Ладно. Помнишь, когда я последний раз заходил к Азартовой? Простились мы на нервах, ну тут долго говорить. Решил немножко успокоиться, а в кабак идти не хотелось. Никуда уезжать не стал, дай, думаю, понаблюдаю за подъездом.
— Нет, чтобы валерьянку выпить, успокоиться, так он слежку устроил, — отчетливо пробурчал Том. Друг продолжил.
— Я его срисовал уже через десять минут. Ходит кругами, смотрит, звонит куда-то. Меня, наверное, заметил. Нет, не то, что я слежу, а что вообще здесь тусуюсь. Такая злость взяла! Меня наняли и мне не доверяют! Причем специально, какого-то хрыча нашли. Ну, не совсем старикашка, просто, мудозвон предпенсионного возраста. Меня злость взяла, не помню, как завелся, как газанул. Короче, как говорят братаны из ГИБДД, совершил наезд на пешехода и скрылся с места происшествия.

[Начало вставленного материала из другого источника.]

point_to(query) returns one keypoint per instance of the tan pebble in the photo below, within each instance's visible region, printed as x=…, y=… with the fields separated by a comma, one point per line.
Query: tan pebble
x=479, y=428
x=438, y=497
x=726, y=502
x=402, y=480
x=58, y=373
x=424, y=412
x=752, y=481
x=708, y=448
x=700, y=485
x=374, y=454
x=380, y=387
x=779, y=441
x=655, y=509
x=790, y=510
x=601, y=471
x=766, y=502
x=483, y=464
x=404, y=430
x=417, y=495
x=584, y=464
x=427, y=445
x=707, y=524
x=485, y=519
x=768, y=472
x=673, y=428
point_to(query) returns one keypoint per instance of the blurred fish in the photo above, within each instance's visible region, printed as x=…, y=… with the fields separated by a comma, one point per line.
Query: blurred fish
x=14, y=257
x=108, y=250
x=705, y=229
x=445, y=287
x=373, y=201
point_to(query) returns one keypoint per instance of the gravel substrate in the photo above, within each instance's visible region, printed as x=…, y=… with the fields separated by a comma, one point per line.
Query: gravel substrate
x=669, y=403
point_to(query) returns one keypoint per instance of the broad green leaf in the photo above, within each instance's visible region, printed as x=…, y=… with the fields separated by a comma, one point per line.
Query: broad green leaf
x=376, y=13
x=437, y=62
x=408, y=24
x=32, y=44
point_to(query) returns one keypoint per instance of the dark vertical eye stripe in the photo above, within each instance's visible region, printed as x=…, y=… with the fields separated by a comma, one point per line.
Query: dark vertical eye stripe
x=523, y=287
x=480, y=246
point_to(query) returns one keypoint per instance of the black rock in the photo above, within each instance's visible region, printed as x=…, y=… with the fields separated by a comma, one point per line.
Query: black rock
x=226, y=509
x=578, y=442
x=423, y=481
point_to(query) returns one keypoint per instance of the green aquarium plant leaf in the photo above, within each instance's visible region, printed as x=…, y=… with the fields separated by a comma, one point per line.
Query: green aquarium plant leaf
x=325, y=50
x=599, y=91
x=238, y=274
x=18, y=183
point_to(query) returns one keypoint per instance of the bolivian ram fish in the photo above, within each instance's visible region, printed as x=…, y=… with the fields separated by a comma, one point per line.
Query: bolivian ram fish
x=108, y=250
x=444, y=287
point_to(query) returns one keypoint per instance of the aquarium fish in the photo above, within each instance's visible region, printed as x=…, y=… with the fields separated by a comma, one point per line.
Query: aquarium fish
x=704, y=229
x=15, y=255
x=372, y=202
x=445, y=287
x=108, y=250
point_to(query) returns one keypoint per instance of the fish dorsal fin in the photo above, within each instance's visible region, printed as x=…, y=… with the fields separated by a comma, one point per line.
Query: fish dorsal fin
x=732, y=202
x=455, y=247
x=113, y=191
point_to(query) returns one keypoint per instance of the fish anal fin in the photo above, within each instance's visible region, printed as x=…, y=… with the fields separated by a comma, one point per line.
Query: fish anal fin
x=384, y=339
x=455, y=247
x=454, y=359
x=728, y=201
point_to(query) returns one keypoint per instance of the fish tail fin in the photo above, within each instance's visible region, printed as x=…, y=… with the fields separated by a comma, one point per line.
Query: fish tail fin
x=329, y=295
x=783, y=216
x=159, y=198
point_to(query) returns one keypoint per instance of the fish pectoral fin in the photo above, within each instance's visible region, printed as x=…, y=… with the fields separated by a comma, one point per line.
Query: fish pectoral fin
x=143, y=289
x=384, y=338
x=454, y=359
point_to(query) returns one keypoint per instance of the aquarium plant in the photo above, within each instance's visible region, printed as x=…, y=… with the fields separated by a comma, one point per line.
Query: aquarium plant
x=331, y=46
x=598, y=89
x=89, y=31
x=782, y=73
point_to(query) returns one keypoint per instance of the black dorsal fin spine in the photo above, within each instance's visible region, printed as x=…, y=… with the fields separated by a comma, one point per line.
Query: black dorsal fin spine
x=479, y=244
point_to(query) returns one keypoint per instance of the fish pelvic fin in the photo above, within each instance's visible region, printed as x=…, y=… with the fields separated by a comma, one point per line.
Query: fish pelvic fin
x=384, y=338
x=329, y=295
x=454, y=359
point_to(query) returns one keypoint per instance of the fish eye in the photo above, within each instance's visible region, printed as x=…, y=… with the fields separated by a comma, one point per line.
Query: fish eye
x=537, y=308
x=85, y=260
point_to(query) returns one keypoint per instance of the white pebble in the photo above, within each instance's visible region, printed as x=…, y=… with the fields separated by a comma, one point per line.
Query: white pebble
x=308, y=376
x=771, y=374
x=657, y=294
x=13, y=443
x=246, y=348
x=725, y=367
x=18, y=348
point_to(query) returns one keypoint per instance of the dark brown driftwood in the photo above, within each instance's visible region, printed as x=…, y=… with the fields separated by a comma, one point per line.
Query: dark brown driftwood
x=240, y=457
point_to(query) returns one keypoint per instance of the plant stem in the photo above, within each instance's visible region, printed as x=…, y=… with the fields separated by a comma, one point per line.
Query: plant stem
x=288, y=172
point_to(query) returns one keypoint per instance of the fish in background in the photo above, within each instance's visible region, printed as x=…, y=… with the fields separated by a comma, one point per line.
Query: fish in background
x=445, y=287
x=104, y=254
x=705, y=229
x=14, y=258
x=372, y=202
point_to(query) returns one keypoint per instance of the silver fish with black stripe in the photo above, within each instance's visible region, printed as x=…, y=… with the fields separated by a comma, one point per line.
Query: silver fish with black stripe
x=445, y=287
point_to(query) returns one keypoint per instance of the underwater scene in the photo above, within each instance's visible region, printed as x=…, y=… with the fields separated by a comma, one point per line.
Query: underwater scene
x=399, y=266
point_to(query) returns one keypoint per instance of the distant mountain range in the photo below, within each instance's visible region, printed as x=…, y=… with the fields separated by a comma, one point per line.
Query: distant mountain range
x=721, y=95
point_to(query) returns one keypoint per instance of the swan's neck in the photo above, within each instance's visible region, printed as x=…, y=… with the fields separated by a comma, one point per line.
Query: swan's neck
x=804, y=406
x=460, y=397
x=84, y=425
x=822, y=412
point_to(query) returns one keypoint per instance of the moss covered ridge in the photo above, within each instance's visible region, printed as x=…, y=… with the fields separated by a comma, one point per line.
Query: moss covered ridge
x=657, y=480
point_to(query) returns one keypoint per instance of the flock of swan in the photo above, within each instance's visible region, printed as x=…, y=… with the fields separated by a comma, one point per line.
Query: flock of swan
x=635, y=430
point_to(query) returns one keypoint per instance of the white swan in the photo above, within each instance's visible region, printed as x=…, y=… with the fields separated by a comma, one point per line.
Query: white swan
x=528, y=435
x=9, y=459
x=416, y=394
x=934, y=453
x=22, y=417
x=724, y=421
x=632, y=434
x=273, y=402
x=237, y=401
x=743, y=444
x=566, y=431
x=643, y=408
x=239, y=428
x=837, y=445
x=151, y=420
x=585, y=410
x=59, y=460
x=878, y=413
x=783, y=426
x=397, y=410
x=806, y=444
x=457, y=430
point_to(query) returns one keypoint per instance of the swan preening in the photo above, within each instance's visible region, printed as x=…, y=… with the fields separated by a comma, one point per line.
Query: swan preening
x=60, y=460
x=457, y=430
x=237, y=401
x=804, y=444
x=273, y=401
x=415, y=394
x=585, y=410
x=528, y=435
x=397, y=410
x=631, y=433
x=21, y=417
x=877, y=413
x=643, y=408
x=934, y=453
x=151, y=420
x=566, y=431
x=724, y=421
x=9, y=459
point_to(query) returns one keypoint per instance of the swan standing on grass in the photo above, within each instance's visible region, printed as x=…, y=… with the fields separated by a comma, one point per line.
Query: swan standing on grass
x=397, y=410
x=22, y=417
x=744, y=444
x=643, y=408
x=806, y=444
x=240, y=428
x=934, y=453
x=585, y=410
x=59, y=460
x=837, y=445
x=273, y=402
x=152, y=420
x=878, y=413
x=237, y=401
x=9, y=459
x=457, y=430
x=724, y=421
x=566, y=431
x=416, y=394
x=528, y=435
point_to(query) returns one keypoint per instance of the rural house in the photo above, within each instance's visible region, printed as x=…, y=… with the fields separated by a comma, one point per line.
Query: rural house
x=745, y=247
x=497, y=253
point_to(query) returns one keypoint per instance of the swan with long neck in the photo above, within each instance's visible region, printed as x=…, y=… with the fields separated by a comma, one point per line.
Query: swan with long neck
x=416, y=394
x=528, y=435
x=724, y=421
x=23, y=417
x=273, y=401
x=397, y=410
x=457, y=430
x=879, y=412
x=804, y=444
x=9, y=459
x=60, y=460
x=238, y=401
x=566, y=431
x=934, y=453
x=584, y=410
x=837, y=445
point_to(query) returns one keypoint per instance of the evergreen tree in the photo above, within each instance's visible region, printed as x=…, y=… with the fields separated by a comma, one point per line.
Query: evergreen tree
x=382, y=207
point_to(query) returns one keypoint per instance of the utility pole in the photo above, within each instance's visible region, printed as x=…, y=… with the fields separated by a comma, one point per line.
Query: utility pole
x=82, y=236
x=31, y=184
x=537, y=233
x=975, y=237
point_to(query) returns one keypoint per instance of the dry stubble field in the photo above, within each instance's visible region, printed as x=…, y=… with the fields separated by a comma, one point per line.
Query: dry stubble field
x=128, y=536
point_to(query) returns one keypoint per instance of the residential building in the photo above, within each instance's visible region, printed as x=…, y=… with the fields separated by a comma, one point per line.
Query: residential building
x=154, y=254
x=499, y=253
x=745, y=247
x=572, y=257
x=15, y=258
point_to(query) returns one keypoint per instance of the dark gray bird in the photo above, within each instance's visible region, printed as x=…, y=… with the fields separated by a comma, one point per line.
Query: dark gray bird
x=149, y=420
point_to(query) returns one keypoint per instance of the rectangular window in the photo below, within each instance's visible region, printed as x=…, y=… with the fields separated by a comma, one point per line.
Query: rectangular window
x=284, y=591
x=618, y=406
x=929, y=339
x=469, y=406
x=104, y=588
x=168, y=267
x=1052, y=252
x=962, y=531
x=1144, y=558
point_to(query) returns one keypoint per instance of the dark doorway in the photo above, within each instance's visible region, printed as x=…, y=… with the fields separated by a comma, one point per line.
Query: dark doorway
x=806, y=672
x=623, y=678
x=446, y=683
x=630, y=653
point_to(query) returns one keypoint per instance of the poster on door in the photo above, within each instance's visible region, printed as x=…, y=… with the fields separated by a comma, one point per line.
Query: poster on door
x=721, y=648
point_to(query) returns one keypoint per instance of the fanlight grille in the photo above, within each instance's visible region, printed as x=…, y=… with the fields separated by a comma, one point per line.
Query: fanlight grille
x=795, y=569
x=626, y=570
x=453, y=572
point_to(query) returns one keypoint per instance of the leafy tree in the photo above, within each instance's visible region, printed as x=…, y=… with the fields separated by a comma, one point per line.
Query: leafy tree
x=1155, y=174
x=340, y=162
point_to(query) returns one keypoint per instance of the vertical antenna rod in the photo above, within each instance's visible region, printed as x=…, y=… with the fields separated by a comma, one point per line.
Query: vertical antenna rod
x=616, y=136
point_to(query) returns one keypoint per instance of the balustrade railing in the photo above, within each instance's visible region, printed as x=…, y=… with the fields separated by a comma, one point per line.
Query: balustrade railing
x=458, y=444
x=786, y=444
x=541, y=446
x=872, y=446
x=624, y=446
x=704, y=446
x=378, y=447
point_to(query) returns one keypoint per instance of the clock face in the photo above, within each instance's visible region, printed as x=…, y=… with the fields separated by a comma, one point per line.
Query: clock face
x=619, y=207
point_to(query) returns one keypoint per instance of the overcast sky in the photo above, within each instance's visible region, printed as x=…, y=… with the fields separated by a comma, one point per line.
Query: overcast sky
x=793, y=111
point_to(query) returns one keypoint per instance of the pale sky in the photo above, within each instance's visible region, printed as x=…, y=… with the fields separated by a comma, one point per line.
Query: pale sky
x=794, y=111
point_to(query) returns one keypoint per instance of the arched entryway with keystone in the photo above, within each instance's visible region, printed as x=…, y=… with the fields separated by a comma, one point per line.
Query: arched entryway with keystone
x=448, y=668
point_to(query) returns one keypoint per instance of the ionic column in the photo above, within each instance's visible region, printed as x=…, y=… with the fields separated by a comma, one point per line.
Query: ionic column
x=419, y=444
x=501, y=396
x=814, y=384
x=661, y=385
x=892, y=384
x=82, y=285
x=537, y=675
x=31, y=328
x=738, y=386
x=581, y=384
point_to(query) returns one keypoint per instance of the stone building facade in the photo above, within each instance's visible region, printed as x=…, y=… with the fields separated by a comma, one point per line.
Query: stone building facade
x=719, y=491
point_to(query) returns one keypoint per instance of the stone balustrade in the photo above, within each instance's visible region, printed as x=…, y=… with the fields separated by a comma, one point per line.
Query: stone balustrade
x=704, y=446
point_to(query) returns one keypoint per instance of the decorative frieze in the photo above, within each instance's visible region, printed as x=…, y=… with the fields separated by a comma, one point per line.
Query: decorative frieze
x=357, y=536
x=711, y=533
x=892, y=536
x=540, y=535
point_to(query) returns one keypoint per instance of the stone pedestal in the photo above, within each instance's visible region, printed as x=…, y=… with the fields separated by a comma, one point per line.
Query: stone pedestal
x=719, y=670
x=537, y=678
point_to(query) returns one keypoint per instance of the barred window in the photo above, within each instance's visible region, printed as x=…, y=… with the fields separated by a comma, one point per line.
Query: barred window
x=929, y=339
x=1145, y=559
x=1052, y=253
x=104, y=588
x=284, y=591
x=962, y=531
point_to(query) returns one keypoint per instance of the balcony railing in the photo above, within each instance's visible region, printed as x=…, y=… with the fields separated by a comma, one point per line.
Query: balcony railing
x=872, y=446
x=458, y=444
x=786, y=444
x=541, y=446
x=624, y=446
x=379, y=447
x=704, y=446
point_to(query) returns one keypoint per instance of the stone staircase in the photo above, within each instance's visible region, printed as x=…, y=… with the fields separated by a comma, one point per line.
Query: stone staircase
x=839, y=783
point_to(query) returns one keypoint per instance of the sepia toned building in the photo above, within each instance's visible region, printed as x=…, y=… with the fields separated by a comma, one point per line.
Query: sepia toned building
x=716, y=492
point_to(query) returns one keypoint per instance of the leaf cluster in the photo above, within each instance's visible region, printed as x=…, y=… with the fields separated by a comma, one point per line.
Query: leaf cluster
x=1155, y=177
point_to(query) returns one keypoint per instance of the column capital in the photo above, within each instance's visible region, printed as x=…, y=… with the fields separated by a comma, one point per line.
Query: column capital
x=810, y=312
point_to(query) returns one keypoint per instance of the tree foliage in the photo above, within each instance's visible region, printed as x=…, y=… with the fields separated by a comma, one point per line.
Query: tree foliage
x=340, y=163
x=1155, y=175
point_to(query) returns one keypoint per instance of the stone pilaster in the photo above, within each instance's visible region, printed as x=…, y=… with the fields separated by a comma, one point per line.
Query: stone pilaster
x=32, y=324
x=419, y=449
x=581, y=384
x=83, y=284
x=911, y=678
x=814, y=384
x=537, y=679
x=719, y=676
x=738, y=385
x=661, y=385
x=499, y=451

— Дальше, — жестко потребовал Том, чувствуя по глазам друга, что история не закончена.
— Ну, а дальше узнал, что поторопился. Позвонил Азартовой, наша дурочка в истерике, говорит, что сети плетутся, недавно ей частного сыскаря наняли, так его немедленно раздавили. Я, конечно, себя проявлять не стал, хотя в первую минуту матюгнулся по полной программе. Надо же так, раздавил как таракана, даже не подумал. Хотя правильно сделал по жизни — я же ее предупреждал: не вмешивай никого. Так нет, все баба по-своему сделала. Я уж раскаиваюсь, что разоткровенничался с ней. Надо было самому все решать… В итоге решил денька на три затаиться. Ведь менты такие дела просто так не оставляют. Вроде, пока все тихо.
— И будет тихо, пока однажды тебя не ткнут мордой в асфальт и наденут наручники, — «успокоил» друга Том. — Или даже без наручников обойдутся. На месте положат и даже потом объяснительную писать не будут.
Тим начал ему возражать, но друг его уже не слышал. Он задумался, имеет ли право осуждать Петра? Ведь за последнюю недельку на душу пришлось взять грешки посерьезнее. В церковь бы сходить, хотя бы свечку поставить, спросив у старой бабки, кто должен молиться за нас в таких случаях. А он устроил «застольное покаяние», всего лишь пьет не чокаясь.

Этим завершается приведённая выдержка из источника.